Aussi longtemps que les hommes vivent sans un pouvoir commun qui les tienne en respect, ils sont dans cette condition qui se nomme guerre, et cette guerre est guerre de chacun contre chacun. Car la guerre ne consiste pas seulement dans la bataille et dans des combats effectifs; mais dans un espace de temps où la volonté de s'affronter en des batailles est suffisamment avérée : on doit par conséquent tenir compte, relativement à la nature de la guerre, de la notion de durée, comme, comme on en tient compte, relativement à la nature du temps qu'il fait.
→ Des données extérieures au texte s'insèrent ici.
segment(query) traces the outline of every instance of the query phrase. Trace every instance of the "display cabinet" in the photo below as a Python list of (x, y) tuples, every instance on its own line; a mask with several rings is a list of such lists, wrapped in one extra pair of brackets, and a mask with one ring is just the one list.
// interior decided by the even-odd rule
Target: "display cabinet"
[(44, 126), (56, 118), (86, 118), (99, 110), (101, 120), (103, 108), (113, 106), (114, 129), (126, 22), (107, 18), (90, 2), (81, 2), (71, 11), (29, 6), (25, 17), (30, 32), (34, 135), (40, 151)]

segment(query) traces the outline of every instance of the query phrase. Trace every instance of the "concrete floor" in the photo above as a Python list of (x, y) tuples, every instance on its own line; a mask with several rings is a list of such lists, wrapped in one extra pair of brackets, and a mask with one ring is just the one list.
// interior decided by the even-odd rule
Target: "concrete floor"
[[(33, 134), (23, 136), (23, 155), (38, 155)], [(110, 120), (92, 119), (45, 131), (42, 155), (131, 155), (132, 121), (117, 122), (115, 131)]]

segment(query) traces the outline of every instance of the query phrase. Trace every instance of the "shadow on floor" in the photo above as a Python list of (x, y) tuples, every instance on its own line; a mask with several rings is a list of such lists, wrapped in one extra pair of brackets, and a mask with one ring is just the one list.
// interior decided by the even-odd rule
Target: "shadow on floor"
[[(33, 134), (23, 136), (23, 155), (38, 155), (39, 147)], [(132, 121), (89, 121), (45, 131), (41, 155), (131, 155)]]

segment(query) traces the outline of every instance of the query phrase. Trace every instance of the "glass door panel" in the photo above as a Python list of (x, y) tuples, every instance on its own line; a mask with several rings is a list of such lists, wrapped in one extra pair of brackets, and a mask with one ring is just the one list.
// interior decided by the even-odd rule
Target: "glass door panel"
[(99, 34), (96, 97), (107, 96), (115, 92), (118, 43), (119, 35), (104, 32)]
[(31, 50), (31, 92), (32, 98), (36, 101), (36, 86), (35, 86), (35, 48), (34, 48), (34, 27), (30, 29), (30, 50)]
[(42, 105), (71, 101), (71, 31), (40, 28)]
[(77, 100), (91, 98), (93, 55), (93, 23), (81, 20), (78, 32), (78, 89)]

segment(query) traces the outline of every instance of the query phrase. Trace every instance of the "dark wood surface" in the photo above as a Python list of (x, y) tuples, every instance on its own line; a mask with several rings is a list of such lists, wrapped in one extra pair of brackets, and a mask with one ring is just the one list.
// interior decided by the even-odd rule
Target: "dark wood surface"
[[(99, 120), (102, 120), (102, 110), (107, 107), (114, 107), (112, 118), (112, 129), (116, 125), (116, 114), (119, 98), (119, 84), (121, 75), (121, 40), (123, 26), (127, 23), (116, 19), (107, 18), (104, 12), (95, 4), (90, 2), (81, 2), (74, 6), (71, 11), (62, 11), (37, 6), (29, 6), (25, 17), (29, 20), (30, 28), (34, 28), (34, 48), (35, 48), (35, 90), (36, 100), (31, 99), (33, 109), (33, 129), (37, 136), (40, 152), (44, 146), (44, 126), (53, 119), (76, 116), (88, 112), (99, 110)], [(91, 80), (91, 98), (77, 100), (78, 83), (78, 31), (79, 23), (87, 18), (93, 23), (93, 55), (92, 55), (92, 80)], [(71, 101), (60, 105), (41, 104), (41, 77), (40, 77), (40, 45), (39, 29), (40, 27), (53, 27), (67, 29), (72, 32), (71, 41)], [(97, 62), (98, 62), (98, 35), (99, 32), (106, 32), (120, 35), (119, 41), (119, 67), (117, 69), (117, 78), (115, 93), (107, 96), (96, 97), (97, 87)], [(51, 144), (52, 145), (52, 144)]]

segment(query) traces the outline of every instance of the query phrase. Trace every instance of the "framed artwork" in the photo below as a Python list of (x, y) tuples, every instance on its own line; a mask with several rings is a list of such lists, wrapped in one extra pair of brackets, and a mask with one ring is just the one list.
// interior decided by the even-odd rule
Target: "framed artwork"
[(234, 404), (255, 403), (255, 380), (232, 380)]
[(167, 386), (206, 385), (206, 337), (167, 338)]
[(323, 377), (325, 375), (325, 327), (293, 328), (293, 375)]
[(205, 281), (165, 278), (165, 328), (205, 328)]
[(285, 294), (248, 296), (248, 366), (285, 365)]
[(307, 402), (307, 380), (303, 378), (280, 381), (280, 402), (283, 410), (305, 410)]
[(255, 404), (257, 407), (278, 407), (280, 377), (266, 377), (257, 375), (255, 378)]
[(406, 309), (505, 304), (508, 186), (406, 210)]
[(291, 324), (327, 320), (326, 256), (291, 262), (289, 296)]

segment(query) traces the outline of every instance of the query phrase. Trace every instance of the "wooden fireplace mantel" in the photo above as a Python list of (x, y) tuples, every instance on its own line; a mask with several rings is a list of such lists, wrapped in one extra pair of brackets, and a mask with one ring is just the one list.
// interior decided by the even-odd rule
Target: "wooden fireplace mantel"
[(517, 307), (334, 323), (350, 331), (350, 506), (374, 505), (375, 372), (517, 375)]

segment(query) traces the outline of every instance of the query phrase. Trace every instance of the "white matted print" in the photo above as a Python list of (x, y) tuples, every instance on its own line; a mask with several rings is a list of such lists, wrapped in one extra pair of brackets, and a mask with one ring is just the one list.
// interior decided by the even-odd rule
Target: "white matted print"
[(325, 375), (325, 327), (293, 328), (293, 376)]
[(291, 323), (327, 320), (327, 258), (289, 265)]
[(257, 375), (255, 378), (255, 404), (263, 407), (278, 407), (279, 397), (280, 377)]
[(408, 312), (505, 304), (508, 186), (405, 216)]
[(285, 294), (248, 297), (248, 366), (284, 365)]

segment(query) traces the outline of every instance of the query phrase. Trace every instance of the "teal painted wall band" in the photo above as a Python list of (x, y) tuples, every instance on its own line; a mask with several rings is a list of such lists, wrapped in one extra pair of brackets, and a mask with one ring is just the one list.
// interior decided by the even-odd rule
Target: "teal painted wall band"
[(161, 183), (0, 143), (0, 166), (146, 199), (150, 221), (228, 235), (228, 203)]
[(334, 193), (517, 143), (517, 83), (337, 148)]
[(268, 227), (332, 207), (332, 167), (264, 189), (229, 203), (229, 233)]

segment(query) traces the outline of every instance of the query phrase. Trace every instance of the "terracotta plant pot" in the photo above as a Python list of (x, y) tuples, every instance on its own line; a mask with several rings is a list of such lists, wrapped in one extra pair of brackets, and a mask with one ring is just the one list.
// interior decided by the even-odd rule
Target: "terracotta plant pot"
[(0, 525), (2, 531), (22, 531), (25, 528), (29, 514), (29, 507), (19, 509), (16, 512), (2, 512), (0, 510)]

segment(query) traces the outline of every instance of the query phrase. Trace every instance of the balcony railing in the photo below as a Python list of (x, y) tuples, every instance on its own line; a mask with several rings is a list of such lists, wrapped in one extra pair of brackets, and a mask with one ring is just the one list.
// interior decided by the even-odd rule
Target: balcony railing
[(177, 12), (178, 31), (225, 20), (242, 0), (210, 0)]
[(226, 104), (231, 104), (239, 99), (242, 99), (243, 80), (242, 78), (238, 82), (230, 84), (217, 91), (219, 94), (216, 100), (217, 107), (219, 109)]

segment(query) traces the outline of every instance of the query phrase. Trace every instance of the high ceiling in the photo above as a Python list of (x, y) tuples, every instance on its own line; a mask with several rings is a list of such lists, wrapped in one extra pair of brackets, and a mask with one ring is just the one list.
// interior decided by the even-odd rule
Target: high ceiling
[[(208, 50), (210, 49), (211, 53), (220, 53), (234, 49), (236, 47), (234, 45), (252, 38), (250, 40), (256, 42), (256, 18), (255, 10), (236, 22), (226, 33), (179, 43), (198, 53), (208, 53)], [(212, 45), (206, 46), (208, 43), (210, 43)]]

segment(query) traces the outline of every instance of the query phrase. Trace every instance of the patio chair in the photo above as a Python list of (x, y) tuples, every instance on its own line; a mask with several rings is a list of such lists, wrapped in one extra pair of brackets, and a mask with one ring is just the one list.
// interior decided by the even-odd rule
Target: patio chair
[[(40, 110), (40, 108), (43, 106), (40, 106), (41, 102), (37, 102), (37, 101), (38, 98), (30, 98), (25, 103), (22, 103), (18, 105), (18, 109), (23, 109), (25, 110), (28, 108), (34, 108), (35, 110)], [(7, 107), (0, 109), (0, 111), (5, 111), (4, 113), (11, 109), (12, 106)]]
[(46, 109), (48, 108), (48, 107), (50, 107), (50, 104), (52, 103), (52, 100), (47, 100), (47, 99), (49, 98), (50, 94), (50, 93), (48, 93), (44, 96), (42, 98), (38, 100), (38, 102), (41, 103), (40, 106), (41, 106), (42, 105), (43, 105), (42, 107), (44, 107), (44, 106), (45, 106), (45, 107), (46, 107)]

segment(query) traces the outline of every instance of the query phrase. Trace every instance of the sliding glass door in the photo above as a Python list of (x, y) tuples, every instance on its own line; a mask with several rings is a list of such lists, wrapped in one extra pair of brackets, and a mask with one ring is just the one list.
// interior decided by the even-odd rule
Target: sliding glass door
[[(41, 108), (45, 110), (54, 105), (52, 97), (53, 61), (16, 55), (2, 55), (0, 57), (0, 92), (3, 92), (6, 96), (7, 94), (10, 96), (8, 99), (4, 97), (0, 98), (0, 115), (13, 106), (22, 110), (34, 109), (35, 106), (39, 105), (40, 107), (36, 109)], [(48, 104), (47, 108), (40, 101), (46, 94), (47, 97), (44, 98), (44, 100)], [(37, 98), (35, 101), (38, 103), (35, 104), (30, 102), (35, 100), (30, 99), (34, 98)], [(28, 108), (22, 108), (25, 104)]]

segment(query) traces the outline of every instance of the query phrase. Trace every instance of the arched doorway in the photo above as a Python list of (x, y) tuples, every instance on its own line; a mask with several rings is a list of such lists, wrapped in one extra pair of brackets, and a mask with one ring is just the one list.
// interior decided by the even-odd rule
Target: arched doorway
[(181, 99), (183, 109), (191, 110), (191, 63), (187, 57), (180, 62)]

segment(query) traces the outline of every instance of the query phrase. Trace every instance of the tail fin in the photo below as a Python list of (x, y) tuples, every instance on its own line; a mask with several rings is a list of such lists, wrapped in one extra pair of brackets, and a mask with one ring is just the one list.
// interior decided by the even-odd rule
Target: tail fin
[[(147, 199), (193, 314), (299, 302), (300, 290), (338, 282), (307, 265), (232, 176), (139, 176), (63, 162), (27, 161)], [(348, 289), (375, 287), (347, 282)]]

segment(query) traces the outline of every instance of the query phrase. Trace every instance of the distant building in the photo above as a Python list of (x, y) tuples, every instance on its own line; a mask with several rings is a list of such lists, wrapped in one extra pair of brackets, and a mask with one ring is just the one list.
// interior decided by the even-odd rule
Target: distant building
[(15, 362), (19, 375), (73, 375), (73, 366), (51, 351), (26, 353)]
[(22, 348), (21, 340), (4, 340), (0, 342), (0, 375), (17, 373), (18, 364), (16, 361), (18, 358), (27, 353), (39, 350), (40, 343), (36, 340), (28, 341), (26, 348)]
De même en effet que la nature du mauvais temps ne réside pas dans une ou deux averses, mais dans une tendance qui va dans ce sens, pendant un grand nombre de jours consécutifs, de même la nature de la guerre ne consiste pas dans un combat effectif, mais dans une disposition avérée, allant dans ce sens, aussi longtemps qu'il n'y a pas assurance du contraire. Tout autre temps se nomme
Paix.
C'est pourquoi toutes les conséquences d'un temps de guerre où chacun est l'ennemi de chacun, se retrouvent aussi en un temps où les hommes vivent sans autre sécurité que celle dont les munissent leur propre force ou leur propre ingéniosité. Dans un tel état, il n'y a pas de place pour une activité industrieuse, parce que le fruit n'en est pas assuré; et conséquemment il ne s'y trouve ni agriculture, ni navigation, ni usage des richesses qui peuvent être importées par mer; pas de constructions commodes; pas d'appareils capables de mouvoir ou d'enlever les choses qui pour se faire exigent beaucoup de force; pas de connaissance de la face de la terre; pas de computation du temps; pas d'arts, pas de lettres; pas de société; et ce qui est pire que tout, la crainte et le risque continuels d'une mort violente; la vie de l'homme est alors solitaire, besogneuse, pénible, quasi-animale et brève.